Le Président Léon Kengo disait toujours que ceux qui prétendent avoir les mains propres n’ont jamais travaillé, car par le travail non seulement la sueur du front peut salir vos habits, mais aussi on peut involontairement être éclaboussé. Toutefois, la boue salissante sur vos habits ne crie pas qu’elle est d’origine volontaire ou involontaire. C’est ainsi que l’on est souvent condamné sans avoir été jugé.
Notre chambre a-t-elle besoin des hommes parfaits ? Malheureusement, ceux-là n’existent pas dans cette vallée des larmes, ils meublent plutôt les cimetières. Est-ce à dire qu’il n’aurait pas des principes fondamentaux pour prétendre accéder au plateau de notre chambre ? La réponse est négative, puisque sans principes, il n’y a point des balises et sans balises, le naufrage est certain. C’est pourquoi,la probité morale, l’esprit d’ouverture et d’équipe, la détermination à accomplir la tâche assignée, le respect et la courtoisie envers les collègues, la promptitude à répondre aux questions essentielles qui se posent à notre chambre, sont là, chers collègues, quelques critères sur lesquels vous aurez à nous juger lorsque vous vous trouverez face aux urnes. Oui chers collègues nous avons parlé du plateau puisque la taxinomie est importante, car au Senat, c’est le plateau tandis que le perchoir c’est à l’assemblée, il s’agit des chambres jumelles, mais pas des jumelles univitellines.

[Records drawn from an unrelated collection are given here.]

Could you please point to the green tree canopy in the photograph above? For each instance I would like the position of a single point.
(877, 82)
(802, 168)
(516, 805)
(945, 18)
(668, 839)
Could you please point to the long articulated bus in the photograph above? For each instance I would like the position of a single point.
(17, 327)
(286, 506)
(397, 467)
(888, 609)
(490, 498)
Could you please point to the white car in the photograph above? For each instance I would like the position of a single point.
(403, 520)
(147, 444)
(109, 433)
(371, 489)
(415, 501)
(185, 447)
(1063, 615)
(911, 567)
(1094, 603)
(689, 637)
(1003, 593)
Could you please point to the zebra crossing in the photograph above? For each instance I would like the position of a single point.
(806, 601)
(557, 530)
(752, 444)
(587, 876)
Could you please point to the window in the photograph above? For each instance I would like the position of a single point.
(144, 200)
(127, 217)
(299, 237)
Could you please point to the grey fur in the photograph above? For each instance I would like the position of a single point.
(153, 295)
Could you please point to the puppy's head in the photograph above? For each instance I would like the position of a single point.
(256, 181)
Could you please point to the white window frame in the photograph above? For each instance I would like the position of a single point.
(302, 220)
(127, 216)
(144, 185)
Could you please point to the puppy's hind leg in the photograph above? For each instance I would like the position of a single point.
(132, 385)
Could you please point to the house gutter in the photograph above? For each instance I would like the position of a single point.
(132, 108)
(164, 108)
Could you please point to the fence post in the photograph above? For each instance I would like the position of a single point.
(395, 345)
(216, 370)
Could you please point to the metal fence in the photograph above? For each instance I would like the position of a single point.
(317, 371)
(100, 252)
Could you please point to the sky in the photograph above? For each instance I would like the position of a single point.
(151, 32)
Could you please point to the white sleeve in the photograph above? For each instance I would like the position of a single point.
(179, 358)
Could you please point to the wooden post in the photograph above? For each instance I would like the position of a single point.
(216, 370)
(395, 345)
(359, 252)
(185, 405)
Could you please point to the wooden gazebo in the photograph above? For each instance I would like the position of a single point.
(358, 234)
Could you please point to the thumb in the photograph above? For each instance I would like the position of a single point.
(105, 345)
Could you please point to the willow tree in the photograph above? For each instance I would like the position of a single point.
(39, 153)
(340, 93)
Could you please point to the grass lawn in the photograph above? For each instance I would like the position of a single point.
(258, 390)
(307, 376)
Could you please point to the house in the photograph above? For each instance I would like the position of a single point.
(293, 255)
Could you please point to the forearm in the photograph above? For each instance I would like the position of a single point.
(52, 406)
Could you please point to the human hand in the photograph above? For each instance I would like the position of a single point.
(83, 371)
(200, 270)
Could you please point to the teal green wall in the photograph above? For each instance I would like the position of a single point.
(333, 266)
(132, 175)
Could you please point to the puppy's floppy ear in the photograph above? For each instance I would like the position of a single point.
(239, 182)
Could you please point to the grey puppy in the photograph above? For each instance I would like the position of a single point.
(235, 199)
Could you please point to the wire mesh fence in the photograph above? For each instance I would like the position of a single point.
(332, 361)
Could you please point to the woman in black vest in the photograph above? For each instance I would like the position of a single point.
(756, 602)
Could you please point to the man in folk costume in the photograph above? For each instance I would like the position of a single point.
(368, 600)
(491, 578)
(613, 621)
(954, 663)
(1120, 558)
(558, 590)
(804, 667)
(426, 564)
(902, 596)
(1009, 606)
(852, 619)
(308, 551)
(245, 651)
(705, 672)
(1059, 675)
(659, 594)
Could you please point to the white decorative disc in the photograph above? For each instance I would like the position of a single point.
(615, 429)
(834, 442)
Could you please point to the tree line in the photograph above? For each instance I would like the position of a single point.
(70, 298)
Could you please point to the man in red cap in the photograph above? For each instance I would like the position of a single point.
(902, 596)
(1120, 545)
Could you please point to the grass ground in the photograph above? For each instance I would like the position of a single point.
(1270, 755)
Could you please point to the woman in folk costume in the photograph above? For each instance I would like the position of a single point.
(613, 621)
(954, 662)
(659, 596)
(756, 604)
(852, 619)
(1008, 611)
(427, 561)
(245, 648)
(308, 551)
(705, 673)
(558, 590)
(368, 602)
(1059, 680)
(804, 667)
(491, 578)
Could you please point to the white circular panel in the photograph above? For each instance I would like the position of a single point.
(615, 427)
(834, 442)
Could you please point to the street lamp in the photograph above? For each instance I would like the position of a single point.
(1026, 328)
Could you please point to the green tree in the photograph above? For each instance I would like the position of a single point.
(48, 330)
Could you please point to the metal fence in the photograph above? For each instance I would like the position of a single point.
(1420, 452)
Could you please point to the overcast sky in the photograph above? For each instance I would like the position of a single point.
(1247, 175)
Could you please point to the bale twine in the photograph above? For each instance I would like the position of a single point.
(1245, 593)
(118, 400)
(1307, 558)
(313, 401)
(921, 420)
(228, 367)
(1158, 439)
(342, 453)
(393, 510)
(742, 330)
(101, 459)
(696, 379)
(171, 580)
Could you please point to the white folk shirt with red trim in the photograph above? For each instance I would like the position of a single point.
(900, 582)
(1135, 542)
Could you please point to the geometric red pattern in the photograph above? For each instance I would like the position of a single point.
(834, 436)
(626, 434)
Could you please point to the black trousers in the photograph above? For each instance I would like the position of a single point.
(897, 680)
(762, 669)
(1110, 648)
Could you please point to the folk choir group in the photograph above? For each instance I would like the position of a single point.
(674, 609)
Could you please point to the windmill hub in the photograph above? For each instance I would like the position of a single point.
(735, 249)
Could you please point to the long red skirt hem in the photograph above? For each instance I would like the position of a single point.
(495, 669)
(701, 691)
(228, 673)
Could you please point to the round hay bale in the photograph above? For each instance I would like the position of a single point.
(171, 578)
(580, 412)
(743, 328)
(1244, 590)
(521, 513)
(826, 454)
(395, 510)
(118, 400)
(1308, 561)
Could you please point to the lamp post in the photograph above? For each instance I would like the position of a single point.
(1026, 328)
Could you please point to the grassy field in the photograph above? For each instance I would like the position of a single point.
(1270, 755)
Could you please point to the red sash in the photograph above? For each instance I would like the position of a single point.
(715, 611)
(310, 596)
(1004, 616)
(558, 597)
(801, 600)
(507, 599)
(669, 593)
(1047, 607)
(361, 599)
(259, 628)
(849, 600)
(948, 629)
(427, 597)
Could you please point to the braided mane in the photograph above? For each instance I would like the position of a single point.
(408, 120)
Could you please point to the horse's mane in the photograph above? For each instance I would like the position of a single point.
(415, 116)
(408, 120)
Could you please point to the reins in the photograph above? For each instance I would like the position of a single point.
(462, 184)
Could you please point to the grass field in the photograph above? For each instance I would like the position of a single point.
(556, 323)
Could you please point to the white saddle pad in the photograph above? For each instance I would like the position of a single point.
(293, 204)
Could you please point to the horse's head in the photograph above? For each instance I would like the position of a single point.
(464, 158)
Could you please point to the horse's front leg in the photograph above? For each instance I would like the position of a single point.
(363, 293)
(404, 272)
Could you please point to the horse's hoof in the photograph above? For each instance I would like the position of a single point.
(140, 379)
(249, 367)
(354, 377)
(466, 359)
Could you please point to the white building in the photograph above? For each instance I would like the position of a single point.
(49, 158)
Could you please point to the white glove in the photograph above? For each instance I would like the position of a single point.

Comment ne pas, dès lors, vous demander à nous accorder massivement vos suffrages, car vos aspirations et vos préoccupations constitueront le leitmotiv de notre action commune.
Honorable Président du Bureau provisoire,
Honorables sénateurs et très chers collègues,
Nous nous sommes adressé à vous en utilisant nous, il ne s’agit pas d’un pluriel de majesté, mais plutôt d’une conviction, une profession de foi, selon laquelle rien ne se fera sans vous. Nous, c’est vous avec nous, c’est-à-dire qu’ensemble nous chercherons toujours les voies et moyens pour trouver les meilleures solutions dans l’intérêt de notre pays et de notre chambre. Nous, c’est le respect qui vous est dû, car sans votre accord, personne, alors personne ne peut siéger au plateau de notre chambre.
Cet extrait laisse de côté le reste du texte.